Sunday night, the Red Sox changed their pitching plans, naming Bruce Hurst to replace Dennis (Oil Can) Boyd as the starter for Game 7.

The baseball commissioner's office and Boston public relations director Dick Bresciani confirmed Manager John McNamara's decision.

"Hurst will be the pitcher," Bresciani said. Hurst, the winner of Games 1 and 5, will be pitching with three days' rest.

According to a source close to the club, McNamara informed Boyd of his decision to start the left-handed Hurst about 9 p.m. EST, after conferring with pitching coach Bill Fischer. Boyd was said to be extremely upset and had to be consoled in the lobby of the team's Manhattan hotel by pitcher Al Nipper, one of his close friends on the club.

"It hurts so bad, but what can I do," Boyd told a reporter. "Bruce is on a roll, and Mac thinks the Mets have a better left-handed lineup. It's just that it was my turn, and after all I've been through, I'm sorry, but my sensitivities are going to show through every time. Nip cooled me down, talked sense to me.

"This hurts more because I was psyched to pitch the one game that means everything. Mac said I'd be the first one out of the bullpen, but I really don't know if the intensity will be there."

McNamara, who said he spent a sleepless night, still was being asked to answer for decisions he had made the night before, two of them involving Buckner.

McNamara let Buckner, batting .143 in the playoffs, hit for himself against left-hander Jesse Orosco with the bases loaded and the Red Sox leading, 3-2, in the eighth inning. The Red Sox manager could have brought in Don Baylor, his premier right-handed power hitter.

Buckner flied out on the first pitch, ending the inning.

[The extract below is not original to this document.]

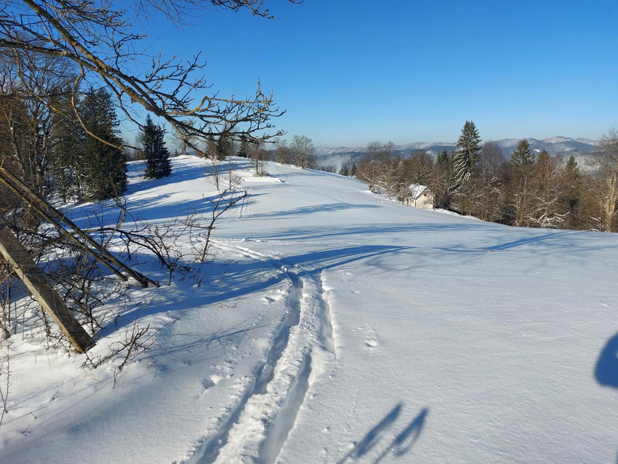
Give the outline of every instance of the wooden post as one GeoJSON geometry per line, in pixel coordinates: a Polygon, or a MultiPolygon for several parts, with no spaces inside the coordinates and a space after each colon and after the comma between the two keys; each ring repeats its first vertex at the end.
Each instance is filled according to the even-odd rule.
{"type": "MultiPolygon", "coordinates": [[[[76,241],[77,243],[79,243],[78,240],[70,234],[68,233],[66,231],[64,231],[62,226],[60,226],[59,223],[54,220],[54,219],[61,222],[64,222],[68,225],[71,230],[77,234],[79,236],[82,237],[82,238],[86,241],[87,243],[91,245],[95,249],[99,251],[100,254],[97,254],[93,252],[87,246],[85,246],[83,247],[87,251],[92,253],[95,258],[98,259],[99,262],[105,263],[106,261],[108,261],[109,263],[117,266],[142,284],[142,286],[143,287],[147,287],[149,283],[151,283],[155,286],[159,286],[159,283],[158,281],[148,278],[143,274],[138,272],[136,270],[133,270],[129,266],[124,264],[124,263],[122,263],[116,258],[112,254],[111,254],[111,253],[108,251],[104,247],[100,245],[90,235],[84,233],[83,231],[78,227],[74,222],[69,219],[69,218],[56,209],[43,199],[35,194],[35,193],[28,189],[28,187],[23,184],[23,183],[9,173],[2,166],[0,166],[0,181],[15,192],[22,200],[25,201],[33,208],[36,210],[36,211],[38,211],[46,220],[49,221],[51,223],[57,226],[61,231],[64,231],[64,233],[66,233],[72,239],[76,241]]],[[[106,264],[106,265],[114,270],[117,275],[119,273],[116,270],[110,267],[109,265],[106,264]]],[[[123,277],[124,277],[124,276],[123,276],[123,277]]]]}
{"type": "Polygon", "coordinates": [[[71,314],[41,268],[32,260],[28,251],[22,246],[1,217],[0,254],[78,352],[85,353],[95,345],[91,337],[71,314]]]}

"We were ahead at that given point," McNamara said. "Bill Buckner drove in 110 runs for us this season. I hadn't pinch-hit for him all year."

In the 10th, after the Red Sox had taken a 5-3 lead on Dave Henderson's home run and base hits by Wade Boggs and Marty Barrett, McNamara could have replaced Buckner at first base with Dave Stapleton. He didn't, and Mookie Wilson skidded a ground ball through Buckner's legs to bring home Ray Knight with the game-winning run.

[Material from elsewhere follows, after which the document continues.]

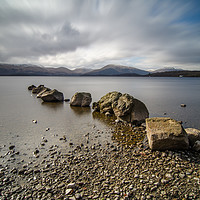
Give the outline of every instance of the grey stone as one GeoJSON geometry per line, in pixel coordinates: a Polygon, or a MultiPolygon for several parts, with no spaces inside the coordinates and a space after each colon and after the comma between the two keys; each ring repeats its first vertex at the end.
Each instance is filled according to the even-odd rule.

"We did not defense for Buckner all season, and I'm not defensing for him now," McNamara said. "He's my first baseman, and he's an excellent first baseman.

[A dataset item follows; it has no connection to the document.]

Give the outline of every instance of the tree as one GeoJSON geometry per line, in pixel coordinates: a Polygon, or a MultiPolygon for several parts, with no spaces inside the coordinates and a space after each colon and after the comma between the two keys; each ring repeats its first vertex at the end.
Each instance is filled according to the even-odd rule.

"The only time we defensed for him was when he was hurt. And we have not changed the pattern that got us here.

"This is an outstanding second-guess situation. . . . You've got me.

" . . . You don't see Billy Buckner miss those kinds of balls in those kinds of situations. . . . He's the best defensive first baseman I have."

Reporters weren't the only ones second-guessing McNamara, who didn't mention that Stapleton was at first base at the end of all seven of Boston's postseason wins this fall. McNamara also said that Buckner has been hobbling this way all season, when in fact Buckner developed a sore Achilles' tendon during the playoffs to compound his already bad ankles.

"Maybe they should have had Stapleton in there for defense," said Met infielder Howard Johnson. "The infield here is pretty chewed up, and the ball takes funny hops."

Baylor, who arrived at Shea Stadium before the game was called off, a little more than three hours before its scheduled start, said he was disappointed that McNamara didn't summon him in the eighth.